Chris: I almost said something, but then I felt like if I started, I wouldn’t be able to stop.


Ned: [laugh]. Another tabs versus spaces kind of situation?


Chris: Well, I mean, what you’re talking about in terms of these characters. It’s not just Windows versus Linux. Different versions of Linux or different versions of Unix, or older versus newer, or God forbid you bring something, a text file, over from a mainframe.


Ned: [laugh]. And that’s assuming they’re all using the same character encoding, which they’re probably not.


Chris: They’re assuredly not, no.


Ned: [laugh]. We’ll leave that for another day. The shift key would literally shift the type bars so that the uppercase version of the letter on each bar would be used against the page, and then shift lock would lock that shift in place in case you needed to type in all caps. So, the bar would actually have two letters on it, and if you shifted it up a little bit it would slap the page with the other character. That’s convenient.
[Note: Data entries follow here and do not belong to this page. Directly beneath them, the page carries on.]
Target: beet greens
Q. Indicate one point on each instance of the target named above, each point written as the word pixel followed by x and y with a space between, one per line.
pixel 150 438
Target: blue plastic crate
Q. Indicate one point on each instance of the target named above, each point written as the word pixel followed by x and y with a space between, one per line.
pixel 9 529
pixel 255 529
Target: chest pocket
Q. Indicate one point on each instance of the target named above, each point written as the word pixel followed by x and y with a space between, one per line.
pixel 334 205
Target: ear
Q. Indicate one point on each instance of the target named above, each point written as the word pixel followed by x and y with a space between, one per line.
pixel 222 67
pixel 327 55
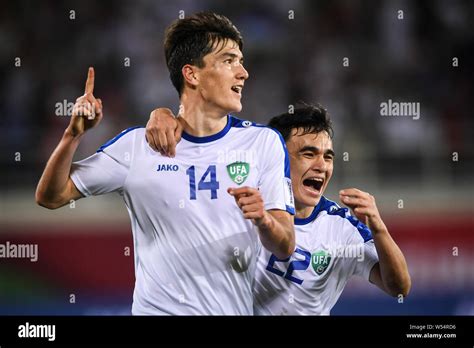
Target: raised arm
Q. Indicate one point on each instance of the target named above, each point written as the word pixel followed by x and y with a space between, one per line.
pixel 163 131
pixel 275 227
pixel 391 272
pixel 55 188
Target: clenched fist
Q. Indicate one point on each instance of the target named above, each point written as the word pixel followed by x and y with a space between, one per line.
pixel 87 111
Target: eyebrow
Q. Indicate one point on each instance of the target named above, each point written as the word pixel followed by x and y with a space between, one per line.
pixel 316 150
pixel 231 55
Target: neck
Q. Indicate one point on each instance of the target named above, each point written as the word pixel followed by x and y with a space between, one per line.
pixel 201 118
pixel 303 211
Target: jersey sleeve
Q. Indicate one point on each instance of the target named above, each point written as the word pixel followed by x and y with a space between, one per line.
pixel 366 262
pixel 275 181
pixel 107 169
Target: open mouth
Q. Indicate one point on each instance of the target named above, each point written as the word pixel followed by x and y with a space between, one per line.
pixel 237 89
pixel 314 184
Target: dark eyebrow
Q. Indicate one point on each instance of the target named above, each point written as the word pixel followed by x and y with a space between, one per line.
pixel 315 149
pixel 231 55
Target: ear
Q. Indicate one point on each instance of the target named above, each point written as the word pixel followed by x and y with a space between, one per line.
pixel 190 74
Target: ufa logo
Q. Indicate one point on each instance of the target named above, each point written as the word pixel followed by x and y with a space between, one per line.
pixel 238 171
pixel 320 261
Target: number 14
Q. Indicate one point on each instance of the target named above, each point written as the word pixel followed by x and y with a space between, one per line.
pixel 212 184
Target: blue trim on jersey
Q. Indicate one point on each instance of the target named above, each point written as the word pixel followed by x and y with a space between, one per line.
pixel 209 138
pixel 117 137
pixel 333 209
pixel 290 210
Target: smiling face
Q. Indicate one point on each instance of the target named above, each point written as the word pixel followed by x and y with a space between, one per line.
pixel 311 163
pixel 221 80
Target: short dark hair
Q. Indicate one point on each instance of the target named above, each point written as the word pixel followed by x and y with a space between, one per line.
pixel 188 40
pixel 310 118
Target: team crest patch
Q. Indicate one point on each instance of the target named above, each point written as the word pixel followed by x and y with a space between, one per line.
pixel 320 261
pixel 238 171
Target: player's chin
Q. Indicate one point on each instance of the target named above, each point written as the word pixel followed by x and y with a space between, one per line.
pixel 236 106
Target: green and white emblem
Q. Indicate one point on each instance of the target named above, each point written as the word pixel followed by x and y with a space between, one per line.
pixel 320 261
pixel 238 171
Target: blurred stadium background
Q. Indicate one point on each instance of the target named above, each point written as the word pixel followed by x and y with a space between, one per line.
pixel 83 250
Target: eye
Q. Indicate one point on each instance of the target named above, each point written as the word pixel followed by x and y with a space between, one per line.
pixel 329 157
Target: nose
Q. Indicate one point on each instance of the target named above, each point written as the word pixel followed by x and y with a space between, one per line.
pixel 242 73
pixel 319 164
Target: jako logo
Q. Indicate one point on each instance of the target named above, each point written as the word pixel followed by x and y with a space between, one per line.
pixel 167 168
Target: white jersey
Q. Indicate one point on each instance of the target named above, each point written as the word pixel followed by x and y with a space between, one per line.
pixel 194 251
pixel 331 246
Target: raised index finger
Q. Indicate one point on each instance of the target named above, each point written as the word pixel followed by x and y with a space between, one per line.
pixel 90 81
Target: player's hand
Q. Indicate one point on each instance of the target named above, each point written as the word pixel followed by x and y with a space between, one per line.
pixel 363 207
pixel 87 112
pixel 163 131
pixel 251 203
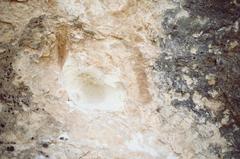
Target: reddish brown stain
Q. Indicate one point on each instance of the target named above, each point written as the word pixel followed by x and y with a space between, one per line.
pixel 139 68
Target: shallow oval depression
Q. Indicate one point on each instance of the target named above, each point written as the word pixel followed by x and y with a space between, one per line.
pixel 89 88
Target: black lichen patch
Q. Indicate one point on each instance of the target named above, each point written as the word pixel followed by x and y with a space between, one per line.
pixel 205 43
pixel 33 35
pixel 12 97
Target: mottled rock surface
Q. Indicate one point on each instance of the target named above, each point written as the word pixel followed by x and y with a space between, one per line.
pixel 103 79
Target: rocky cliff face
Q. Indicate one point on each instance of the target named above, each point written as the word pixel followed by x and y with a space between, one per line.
pixel 119 79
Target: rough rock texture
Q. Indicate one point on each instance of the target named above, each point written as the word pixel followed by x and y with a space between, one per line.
pixel 119 79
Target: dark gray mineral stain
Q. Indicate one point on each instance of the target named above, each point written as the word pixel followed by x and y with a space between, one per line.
pixel 218 53
pixel 16 100
pixel 12 97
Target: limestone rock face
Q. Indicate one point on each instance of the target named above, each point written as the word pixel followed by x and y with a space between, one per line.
pixel 119 79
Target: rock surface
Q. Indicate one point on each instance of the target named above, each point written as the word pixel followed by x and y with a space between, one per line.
pixel 105 79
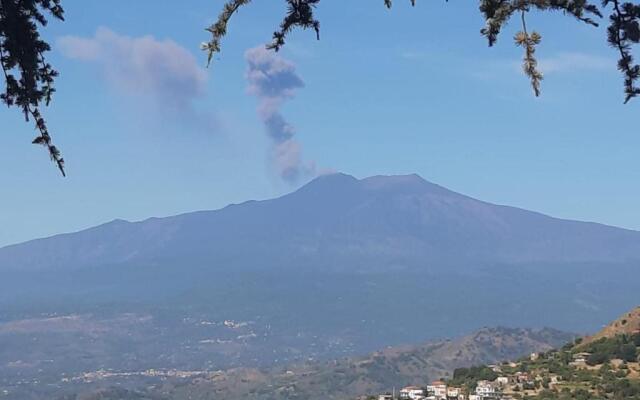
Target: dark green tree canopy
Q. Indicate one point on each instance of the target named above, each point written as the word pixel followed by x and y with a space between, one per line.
pixel 623 30
pixel 29 78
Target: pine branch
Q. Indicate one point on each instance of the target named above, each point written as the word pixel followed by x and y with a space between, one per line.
pixel 622 32
pixel 219 29
pixel 530 64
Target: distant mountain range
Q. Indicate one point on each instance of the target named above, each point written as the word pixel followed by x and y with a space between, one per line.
pixel 337 222
pixel 341 266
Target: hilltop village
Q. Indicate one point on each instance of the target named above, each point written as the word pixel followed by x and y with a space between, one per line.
pixel 605 366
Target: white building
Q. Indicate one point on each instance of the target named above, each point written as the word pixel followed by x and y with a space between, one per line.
pixel 438 390
pixel 502 380
pixel 487 390
pixel 412 393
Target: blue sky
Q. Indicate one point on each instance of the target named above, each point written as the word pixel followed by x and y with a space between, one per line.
pixel 148 131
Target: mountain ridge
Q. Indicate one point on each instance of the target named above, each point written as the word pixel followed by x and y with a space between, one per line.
pixel 341 214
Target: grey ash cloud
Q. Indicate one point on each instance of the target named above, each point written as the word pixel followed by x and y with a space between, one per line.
pixel 274 80
pixel 160 70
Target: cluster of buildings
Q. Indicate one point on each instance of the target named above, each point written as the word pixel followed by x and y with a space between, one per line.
pixel 439 390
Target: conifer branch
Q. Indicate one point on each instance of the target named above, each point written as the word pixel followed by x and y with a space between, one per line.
pixel 622 32
pixel 530 64
pixel 219 29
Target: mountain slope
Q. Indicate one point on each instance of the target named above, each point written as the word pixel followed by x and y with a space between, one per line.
pixel 627 324
pixel 377 372
pixel 335 220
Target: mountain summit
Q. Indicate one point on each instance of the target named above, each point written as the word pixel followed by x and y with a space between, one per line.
pixel 339 220
pixel 340 266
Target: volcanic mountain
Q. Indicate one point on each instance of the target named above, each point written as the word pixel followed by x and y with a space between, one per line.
pixel 342 265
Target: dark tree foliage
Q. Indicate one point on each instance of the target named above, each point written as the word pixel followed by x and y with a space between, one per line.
pixel 623 31
pixel 28 76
Chris: Necessary, some would argue.


Ned: Probably. Backspace moved the carriage to the left one space, and the space bar moved it forward one space. And that covers most of the control keys except tab. What’s up with tab? Hey, we’ve reached our first key.


The illustrious tab key gets its start from the need of typists to create tables. Turns out that tables were a thing that people wanted in documents. But imagine how you would have to create a table if you didn’t have some way of demarcating where the columns were: you would just have to hit the spacebar a whole bunch of times, and hope you did it right each time. That was very time-consuming and somewhat error-prone, so instead, certain typewriters came with a series of metal tab stops that you could put in place to denote the columns of your table, and then the operator could simply hit the tab key to advance to the next tab stop. Simple.
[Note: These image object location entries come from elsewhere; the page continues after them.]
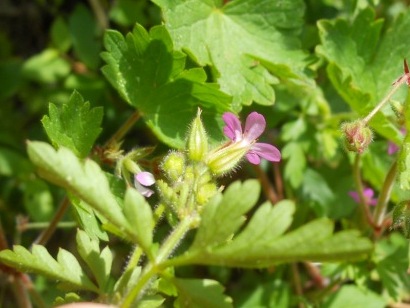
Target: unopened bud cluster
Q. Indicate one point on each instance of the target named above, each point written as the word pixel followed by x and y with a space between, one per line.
pixel 190 175
pixel 357 136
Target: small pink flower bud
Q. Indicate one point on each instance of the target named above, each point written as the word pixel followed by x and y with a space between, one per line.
pixel 357 136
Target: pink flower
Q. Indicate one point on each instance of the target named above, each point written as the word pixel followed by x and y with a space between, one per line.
pixel 368 194
pixel 392 147
pixel 254 127
pixel 142 180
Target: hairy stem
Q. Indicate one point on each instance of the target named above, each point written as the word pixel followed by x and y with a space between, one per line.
pixel 297 283
pixel 396 86
pixel 366 216
pixel 384 196
pixel 154 267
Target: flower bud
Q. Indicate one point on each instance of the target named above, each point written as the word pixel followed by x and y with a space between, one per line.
pixel 226 158
pixel 197 139
pixel 131 165
pixel 174 165
pixel 357 136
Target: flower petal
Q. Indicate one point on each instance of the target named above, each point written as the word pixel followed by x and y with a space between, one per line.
pixel 232 129
pixel 254 126
pixel 145 191
pixel 355 196
pixel 266 151
pixel 145 178
pixel 368 193
pixel 253 158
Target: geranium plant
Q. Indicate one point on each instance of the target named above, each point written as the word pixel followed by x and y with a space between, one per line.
pixel 208 154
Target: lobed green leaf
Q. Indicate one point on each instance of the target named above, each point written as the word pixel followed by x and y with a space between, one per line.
pixel 74 125
pixel 363 64
pixel 85 180
pixel 150 75
pixel 98 261
pixel 263 241
pixel 249 43
pixel 200 293
pixel 65 269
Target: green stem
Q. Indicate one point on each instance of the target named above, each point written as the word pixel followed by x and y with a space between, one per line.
pixel 152 268
pixel 120 133
pixel 137 253
pixel 43 225
pixel 100 14
pixel 366 216
pixel 384 196
pixel 268 189
pixel 396 86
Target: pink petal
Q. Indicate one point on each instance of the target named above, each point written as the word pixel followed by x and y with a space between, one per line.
pixel 392 148
pixel 232 127
pixel 254 126
pixel 145 178
pixel 266 151
pixel 355 196
pixel 368 193
pixel 253 158
pixel 145 191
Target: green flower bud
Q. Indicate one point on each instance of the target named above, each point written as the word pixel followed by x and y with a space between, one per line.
pixel 197 139
pixel 357 136
pixel 174 165
pixel 226 158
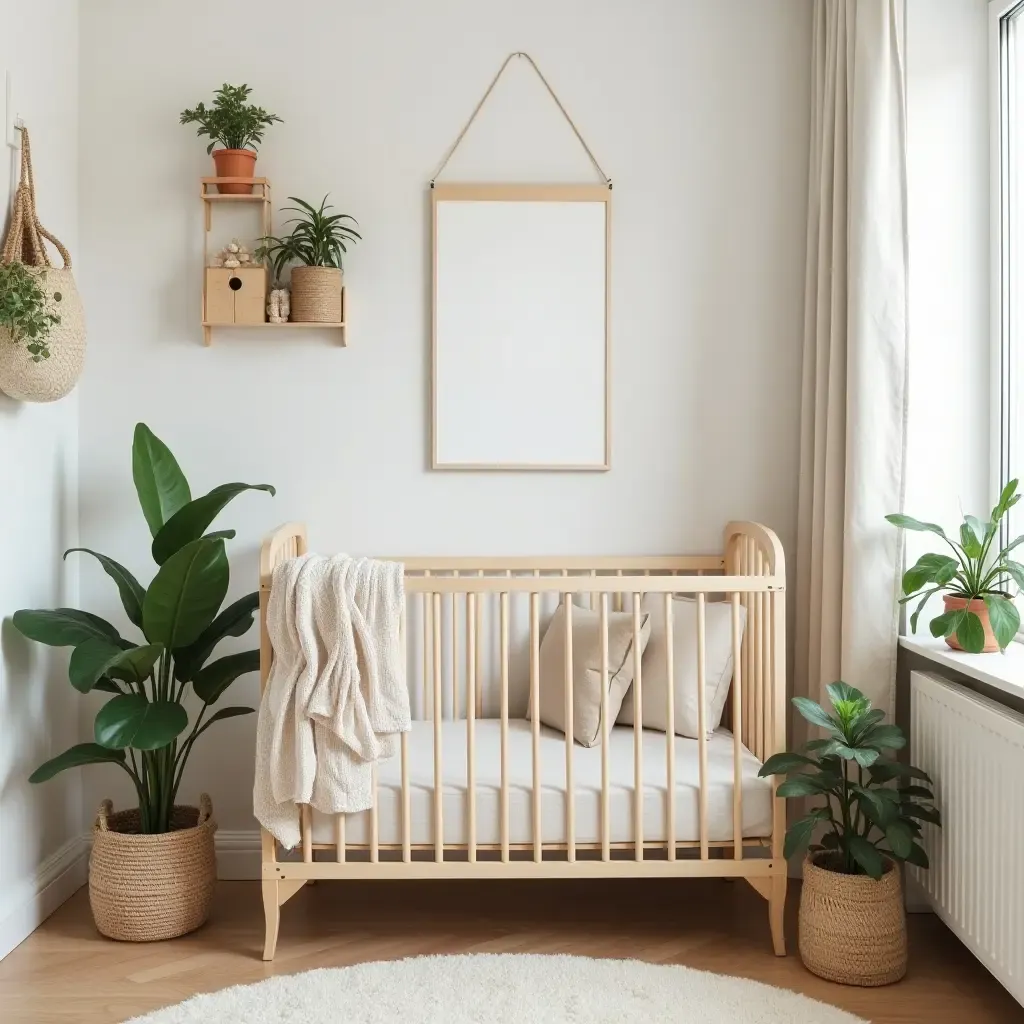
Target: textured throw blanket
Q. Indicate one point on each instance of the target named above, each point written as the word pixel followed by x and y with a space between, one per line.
pixel 336 699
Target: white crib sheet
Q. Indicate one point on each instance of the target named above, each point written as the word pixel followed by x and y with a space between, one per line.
pixel 757 805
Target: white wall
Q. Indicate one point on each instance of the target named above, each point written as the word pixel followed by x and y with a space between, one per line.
pixel 698 112
pixel 948 170
pixel 40 826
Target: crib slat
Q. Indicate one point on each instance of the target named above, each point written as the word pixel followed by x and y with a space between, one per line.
pixel 569 733
pixel 737 730
pixel 438 714
pixel 702 724
pixel 605 821
pixel 637 733
pixel 535 697
pixel 504 696
pixel 670 735
pixel 471 638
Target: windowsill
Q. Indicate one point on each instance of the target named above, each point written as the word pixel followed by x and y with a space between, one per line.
pixel 1003 672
Chris: I wonder if people are appropriately imagining doing all of this with a physical keyboard, and a piece of paper and no way to delete a screwed up key that you just typed.


Ned: It had to be so frustrating to be a typist in, like, the early-1900s. If you made a mistake—


Chris: You start over.


Ned: Yeah.


Chris: Or you do white-out, but then that’s only for internal documents.


Ned: And even that will slow you down because now you have to wait for the white-out to dry before you can type again. It’s awful.


Chris: And people think creating a table in Word is a pain in the ass.


Ned: [laugh]. That’s why I love Markdown, Chris. Anyway. Incidentally, shift-tab would move you back a tab stop, which is convenient, and still the behavior for web forms and other UI design elements in modern computing, in case you didn’t know. It’s neat.


Chris: It’s also—we’re going to come up with a lot of these as you go through this—but you have to also remember that when computers were created, there was no such thing as a mouse.


Ned: Yes.


Chris: So, all of this physical maneuvering that we’re talking about in the mechanical keyboards, it made a lot of sense to take it one-to-one into the terminal.


Ned: Right.


Chris: You’re maneuvering in the document with just the keyboard.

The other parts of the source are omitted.